The key to building lasting habits

To build and maintain better habits we need to examine their mechanics first. Then we can learn from them. Even the bad ones.

5 min read

There’s a nineteenth-century joke about quitting smoking. It goes something like, “giving up smoking is the easiest thing in the world. I know because I’ve done it thousands of times.” Often attributed to Mark Twain or C.W Fields, it’s an old quote about an old struggle. We’re very experienced habit strugglers by now.

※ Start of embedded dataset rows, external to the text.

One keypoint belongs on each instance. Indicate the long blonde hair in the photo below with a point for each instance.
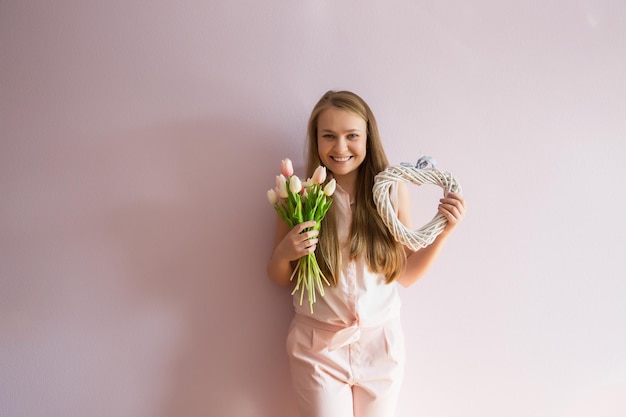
(369, 236)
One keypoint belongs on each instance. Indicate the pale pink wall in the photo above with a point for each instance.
(137, 142)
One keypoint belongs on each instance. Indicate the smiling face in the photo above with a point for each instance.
(341, 142)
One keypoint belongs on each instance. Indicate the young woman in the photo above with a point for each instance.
(347, 358)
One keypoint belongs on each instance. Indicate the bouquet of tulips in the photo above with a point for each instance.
(296, 202)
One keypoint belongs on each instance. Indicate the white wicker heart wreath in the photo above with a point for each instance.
(426, 234)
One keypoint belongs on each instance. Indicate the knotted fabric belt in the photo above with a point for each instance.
(343, 334)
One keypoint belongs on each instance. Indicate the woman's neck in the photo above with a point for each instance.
(348, 183)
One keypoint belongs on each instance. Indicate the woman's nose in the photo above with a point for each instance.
(341, 144)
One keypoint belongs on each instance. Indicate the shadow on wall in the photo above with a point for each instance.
(200, 243)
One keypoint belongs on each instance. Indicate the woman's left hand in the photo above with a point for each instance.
(452, 207)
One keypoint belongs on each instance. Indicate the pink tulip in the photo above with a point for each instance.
(286, 167)
(330, 187)
(319, 176)
(281, 186)
(295, 185)
(272, 197)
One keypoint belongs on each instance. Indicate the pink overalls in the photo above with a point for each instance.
(347, 358)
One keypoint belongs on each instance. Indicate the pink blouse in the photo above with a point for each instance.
(361, 298)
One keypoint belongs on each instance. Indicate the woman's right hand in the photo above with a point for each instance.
(297, 243)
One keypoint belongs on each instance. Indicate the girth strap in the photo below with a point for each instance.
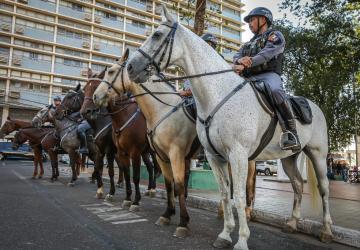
(208, 120)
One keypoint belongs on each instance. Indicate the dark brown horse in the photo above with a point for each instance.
(129, 135)
(14, 124)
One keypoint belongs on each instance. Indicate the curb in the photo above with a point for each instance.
(342, 235)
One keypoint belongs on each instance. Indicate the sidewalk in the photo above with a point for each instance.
(274, 201)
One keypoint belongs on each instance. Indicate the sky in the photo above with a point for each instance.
(272, 5)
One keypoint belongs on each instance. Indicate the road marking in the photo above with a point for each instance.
(19, 175)
(114, 214)
(128, 221)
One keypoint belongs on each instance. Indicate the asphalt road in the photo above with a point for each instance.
(38, 214)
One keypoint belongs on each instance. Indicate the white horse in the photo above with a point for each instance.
(236, 129)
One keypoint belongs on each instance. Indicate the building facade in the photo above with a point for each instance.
(46, 46)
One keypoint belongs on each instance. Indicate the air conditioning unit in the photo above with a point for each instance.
(149, 8)
(96, 46)
(86, 45)
(6, 26)
(19, 29)
(14, 94)
(97, 19)
(87, 17)
(17, 61)
(3, 59)
(84, 72)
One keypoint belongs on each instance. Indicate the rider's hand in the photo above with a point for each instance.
(246, 61)
(239, 68)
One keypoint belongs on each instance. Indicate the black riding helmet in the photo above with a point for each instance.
(211, 39)
(260, 11)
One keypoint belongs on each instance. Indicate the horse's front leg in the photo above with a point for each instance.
(177, 159)
(136, 164)
(221, 173)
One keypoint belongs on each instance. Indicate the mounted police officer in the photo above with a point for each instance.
(261, 59)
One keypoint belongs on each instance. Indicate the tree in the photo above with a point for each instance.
(322, 61)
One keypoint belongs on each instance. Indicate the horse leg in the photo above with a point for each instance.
(250, 189)
(98, 169)
(72, 156)
(290, 168)
(178, 166)
(318, 160)
(136, 163)
(150, 169)
(221, 173)
(110, 158)
(120, 182)
(165, 218)
(239, 164)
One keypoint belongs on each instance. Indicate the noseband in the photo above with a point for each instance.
(169, 40)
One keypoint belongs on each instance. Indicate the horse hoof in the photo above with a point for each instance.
(162, 221)
(182, 232)
(288, 229)
(152, 193)
(126, 204)
(134, 208)
(326, 237)
(221, 243)
(109, 198)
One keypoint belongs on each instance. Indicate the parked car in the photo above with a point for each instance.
(23, 152)
(266, 167)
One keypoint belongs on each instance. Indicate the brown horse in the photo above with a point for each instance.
(14, 124)
(129, 135)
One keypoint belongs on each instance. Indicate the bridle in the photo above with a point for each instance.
(168, 41)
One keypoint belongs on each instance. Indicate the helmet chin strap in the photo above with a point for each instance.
(259, 26)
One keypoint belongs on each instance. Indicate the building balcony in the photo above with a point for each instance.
(136, 5)
(44, 5)
(70, 12)
(34, 33)
(74, 42)
(116, 24)
(30, 63)
(63, 69)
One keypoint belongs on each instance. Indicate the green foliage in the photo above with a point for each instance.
(322, 61)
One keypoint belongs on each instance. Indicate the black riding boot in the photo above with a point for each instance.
(83, 143)
(290, 139)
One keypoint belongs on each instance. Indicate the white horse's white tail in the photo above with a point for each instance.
(313, 184)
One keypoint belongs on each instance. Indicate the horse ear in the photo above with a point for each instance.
(78, 87)
(166, 17)
(124, 57)
(102, 73)
(89, 73)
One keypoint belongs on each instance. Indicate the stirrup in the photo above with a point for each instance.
(295, 147)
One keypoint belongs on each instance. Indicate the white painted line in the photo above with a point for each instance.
(19, 175)
(128, 221)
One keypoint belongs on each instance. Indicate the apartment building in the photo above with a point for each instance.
(46, 46)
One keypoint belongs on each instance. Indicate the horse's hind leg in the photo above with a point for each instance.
(291, 170)
(318, 160)
(150, 169)
(221, 173)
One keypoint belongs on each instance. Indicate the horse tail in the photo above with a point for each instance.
(313, 184)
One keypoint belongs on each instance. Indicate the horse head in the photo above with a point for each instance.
(114, 83)
(44, 115)
(71, 103)
(89, 110)
(157, 52)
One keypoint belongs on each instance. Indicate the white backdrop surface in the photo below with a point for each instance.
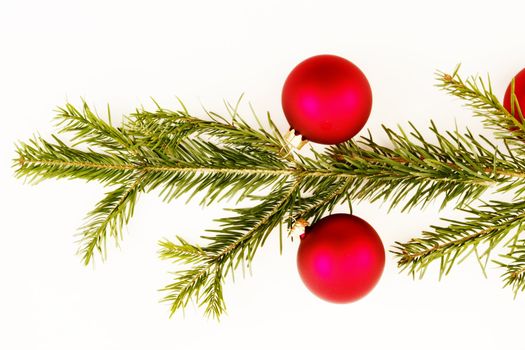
(123, 53)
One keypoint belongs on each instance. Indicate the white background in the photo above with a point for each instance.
(123, 52)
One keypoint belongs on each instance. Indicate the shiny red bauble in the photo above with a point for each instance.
(326, 99)
(519, 91)
(340, 258)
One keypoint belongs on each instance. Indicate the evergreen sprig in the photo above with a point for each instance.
(220, 158)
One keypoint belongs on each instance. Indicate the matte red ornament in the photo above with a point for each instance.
(326, 99)
(519, 91)
(340, 258)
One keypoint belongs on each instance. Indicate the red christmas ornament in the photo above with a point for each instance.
(326, 99)
(340, 258)
(519, 91)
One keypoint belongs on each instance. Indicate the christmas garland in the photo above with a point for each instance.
(326, 99)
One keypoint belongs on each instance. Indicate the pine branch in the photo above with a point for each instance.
(479, 233)
(416, 171)
(226, 158)
(235, 243)
(514, 264)
(88, 128)
(479, 96)
(39, 160)
(107, 219)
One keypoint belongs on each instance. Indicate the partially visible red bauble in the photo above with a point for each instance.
(340, 258)
(519, 91)
(326, 99)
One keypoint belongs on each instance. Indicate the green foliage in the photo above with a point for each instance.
(226, 158)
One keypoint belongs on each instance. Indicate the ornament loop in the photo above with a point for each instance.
(298, 228)
(294, 139)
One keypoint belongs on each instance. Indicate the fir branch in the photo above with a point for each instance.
(479, 233)
(108, 218)
(514, 264)
(416, 171)
(39, 160)
(88, 128)
(235, 243)
(223, 158)
(478, 95)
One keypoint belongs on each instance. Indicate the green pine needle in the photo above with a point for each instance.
(225, 158)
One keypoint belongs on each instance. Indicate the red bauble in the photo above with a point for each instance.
(326, 99)
(340, 258)
(519, 91)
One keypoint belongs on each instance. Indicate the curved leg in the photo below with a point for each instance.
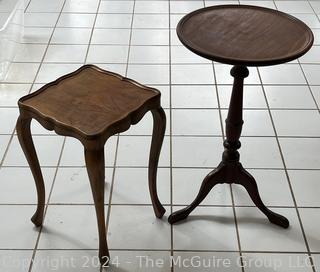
(96, 172)
(248, 181)
(213, 178)
(25, 139)
(159, 127)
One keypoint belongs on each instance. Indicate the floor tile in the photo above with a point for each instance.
(180, 54)
(154, 261)
(276, 262)
(147, 29)
(113, 21)
(131, 186)
(273, 187)
(316, 258)
(194, 96)
(282, 74)
(66, 53)
(69, 227)
(71, 36)
(111, 36)
(72, 186)
(3, 144)
(299, 152)
(23, 180)
(206, 229)
(37, 35)
(87, 6)
(206, 261)
(134, 151)
(310, 19)
(48, 150)
(18, 232)
(45, 6)
(149, 74)
(196, 151)
(136, 227)
(149, 54)
(151, 7)
(22, 72)
(263, 3)
(253, 96)
(76, 20)
(51, 71)
(192, 74)
(116, 7)
(222, 73)
(114, 67)
(288, 122)
(108, 54)
(174, 20)
(220, 2)
(40, 19)
(150, 37)
(30, 52)
(315, 5)
(165, 97)
(311, 56)
(185, 6)
(8, 119)
(256, 123)
(15, 260)
(294, 6)
(268, 157)
(312, 71)
(145, 125)
(196, 122)
(151, 21)
(186, 185)
(73, 152)
(289, 97)
(311, 222)
(303, 185)
(66, 260)
(254, 226)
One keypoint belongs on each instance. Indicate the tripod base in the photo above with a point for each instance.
(230, 172)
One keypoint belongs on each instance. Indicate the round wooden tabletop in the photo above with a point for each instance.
(244, 35)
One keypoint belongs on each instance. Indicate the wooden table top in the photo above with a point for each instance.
(244, 35)
(91, 102)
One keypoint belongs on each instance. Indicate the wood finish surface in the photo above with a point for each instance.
(244, 35)
(91, 105)
(230, 170)
(91, 102)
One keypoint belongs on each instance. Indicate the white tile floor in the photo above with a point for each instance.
(137, 39)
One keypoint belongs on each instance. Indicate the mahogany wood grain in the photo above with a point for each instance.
(244, 35)
(91, 105)
(26, 142)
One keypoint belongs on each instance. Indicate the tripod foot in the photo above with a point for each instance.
(279, 220)
(248, 181)
(212, 179)
(178, 216)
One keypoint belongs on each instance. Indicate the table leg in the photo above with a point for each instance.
(230, 169)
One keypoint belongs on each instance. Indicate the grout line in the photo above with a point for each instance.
(166, 205)
(170, 137)
(287, 175)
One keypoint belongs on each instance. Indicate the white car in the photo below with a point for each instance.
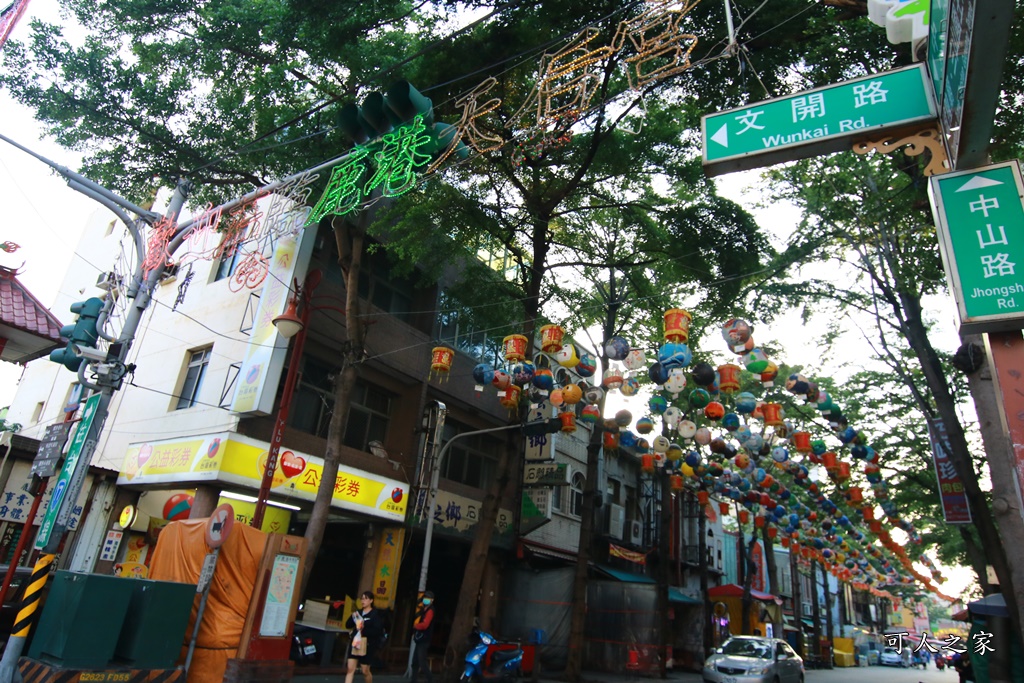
(754, 659)
(890, 657)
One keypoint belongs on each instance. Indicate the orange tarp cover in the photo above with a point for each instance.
(178, 556)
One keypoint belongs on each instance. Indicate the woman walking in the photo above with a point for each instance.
(367, 627)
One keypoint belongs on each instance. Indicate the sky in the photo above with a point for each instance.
(45, 217)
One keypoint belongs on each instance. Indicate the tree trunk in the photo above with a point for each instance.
(462, 625)
(352, 239)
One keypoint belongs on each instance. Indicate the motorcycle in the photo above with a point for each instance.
(303, 649)
(505, 664)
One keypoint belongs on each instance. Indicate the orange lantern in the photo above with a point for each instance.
(801, 441)
(514, 347)
(677, 325)
(440, 360)
(551, 338)
(772, 415)
(728, 378)
(828, 460)
(510, 397)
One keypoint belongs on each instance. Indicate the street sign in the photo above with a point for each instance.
(546, 474)
(65, 489)
(50, 450)
(979, 216)
(815, 122)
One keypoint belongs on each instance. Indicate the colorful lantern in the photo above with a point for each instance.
(514, 347)
(567, 356)
(440, 360)
(677, 325)
(616, 348)
(551, 338)
(728, 378)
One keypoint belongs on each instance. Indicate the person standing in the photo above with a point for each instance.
(423, 631)
(367, 625)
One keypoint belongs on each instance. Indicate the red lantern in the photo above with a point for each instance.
(677, 325)
(514, 347)
(772, 415)
(728, 378)
(440, 360)
(551, 338)
(801, 441)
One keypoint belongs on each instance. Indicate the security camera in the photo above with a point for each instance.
(88, 352)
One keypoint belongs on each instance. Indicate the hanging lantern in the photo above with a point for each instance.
(510, 398)
(440, 360)
(514, 347)
(677, 325)
(551, 338)
(773, 415)
(801, 441)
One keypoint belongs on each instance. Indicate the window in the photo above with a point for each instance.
(471, 459)
(313, 401)
(198, 361)
(369, 414)
(576, 494)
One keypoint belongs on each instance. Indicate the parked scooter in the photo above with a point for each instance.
(505, 664)
(303, 649)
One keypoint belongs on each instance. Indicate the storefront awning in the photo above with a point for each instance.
(627, 577)
(677, 596)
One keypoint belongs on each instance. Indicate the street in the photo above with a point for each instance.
(882, 675)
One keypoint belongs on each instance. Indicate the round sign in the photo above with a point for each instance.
(219, 525)
(128, 516)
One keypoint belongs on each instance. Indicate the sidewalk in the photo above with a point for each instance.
(336, 675)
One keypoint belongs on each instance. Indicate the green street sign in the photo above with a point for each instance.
(815, 122)
(61, 489)
(979, 215)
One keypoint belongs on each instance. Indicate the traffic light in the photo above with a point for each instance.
(398, 105)
(83, 333)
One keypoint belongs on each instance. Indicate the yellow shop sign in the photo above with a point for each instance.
(230, 459)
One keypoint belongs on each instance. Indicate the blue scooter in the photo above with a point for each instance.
(505, 664)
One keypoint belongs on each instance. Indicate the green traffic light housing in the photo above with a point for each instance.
(82, 333)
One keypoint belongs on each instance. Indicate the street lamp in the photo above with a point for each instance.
(292, 324)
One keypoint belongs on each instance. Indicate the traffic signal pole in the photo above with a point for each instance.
(109, 380)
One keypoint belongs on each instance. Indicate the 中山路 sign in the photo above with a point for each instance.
(229, 458)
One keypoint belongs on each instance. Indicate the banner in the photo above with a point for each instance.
(628, 555)
(954, 506)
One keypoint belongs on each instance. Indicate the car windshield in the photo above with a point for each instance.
(748, 647)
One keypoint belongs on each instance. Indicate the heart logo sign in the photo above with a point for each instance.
(292, 465)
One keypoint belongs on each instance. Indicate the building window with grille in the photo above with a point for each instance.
(198, 361)
(577, 485)
(470, 459)
(369, 415)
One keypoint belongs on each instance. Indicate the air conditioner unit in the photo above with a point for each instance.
(108, 282)
(616, 521)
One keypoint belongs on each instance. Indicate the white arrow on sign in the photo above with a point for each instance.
(977, 182)
(722, 135)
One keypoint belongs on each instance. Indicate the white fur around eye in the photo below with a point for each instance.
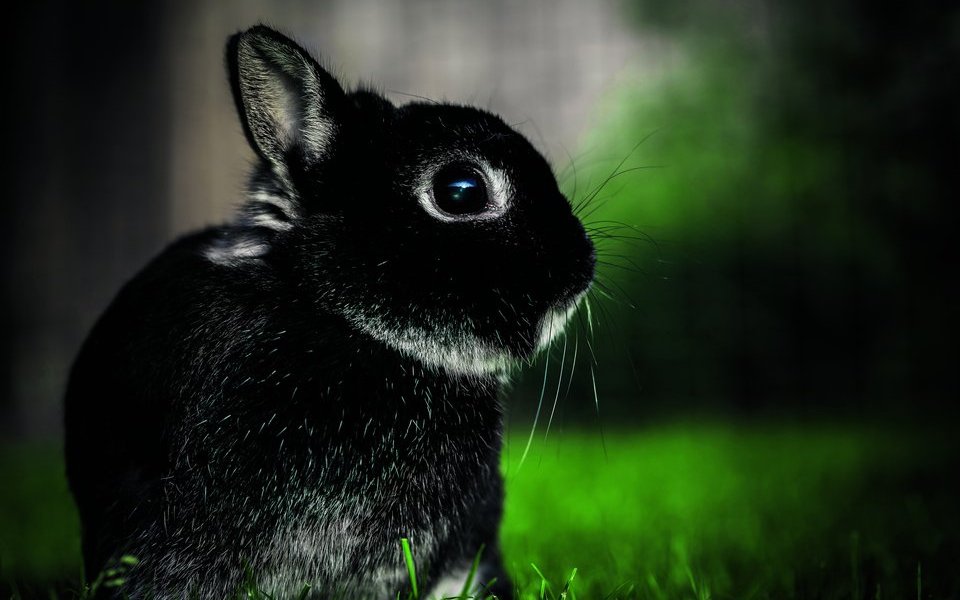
(499, 188)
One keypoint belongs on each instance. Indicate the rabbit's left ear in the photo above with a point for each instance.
(288, 104)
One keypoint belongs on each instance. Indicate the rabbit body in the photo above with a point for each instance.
(283, 398)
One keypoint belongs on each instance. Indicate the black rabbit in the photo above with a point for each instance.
(290, 394)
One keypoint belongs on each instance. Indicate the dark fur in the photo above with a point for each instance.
(229, 410)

It’s nothing new. The thing that perhaps goes unnoticed, is it’s just as hard to establish good habits as it is to break bad ones. Plenty of people want to be up at 4am scribbling out their daily to-do list. Hopefully a neat one, and stylish enough to be framed in a gallery. If the Internet is anything to go by, there’s definitely a desire to become that organized person. The truth is many of us aren’t quite there yet.

How habits work

Looking more closely at how habits actually work though, can be a really useful way to make positive changes, according to The Power of Habit author Charles Duhigg. As it turns out, what gives bad habits such power is related to the ease and speed with which they reward us. Smoking, for example, delivers an addictive nicotine hit in about six seconds. Instant gratification. On the other hand, activities like studying a new language can be frustrating at first but incredibly rewarding later. Luckily, there are some hacks.

Create a reward system

One strategy is to invent your very own reward system. Duhigg suggests putting your sneakers by your bed to inspire a morning run. When you get back, he says you should reward yourself with some chocolate. What happens is sooner or later you start to associate your run with a delicious chocolate prize. Whether the ultimate goal is to train more, write more, or just become more organized, the key could be finding the right cues and payoffs to match your intended healthy habits.

Start small


Once you’ve grasped the underlying idea, it’s easier to set up cues around you that inspire positive actions and make it irresistibly easy to get started. Want to start the day with your bullet journal? You could keep your favourite writing tool on your bedside table, or maybe right beside the coffee machine?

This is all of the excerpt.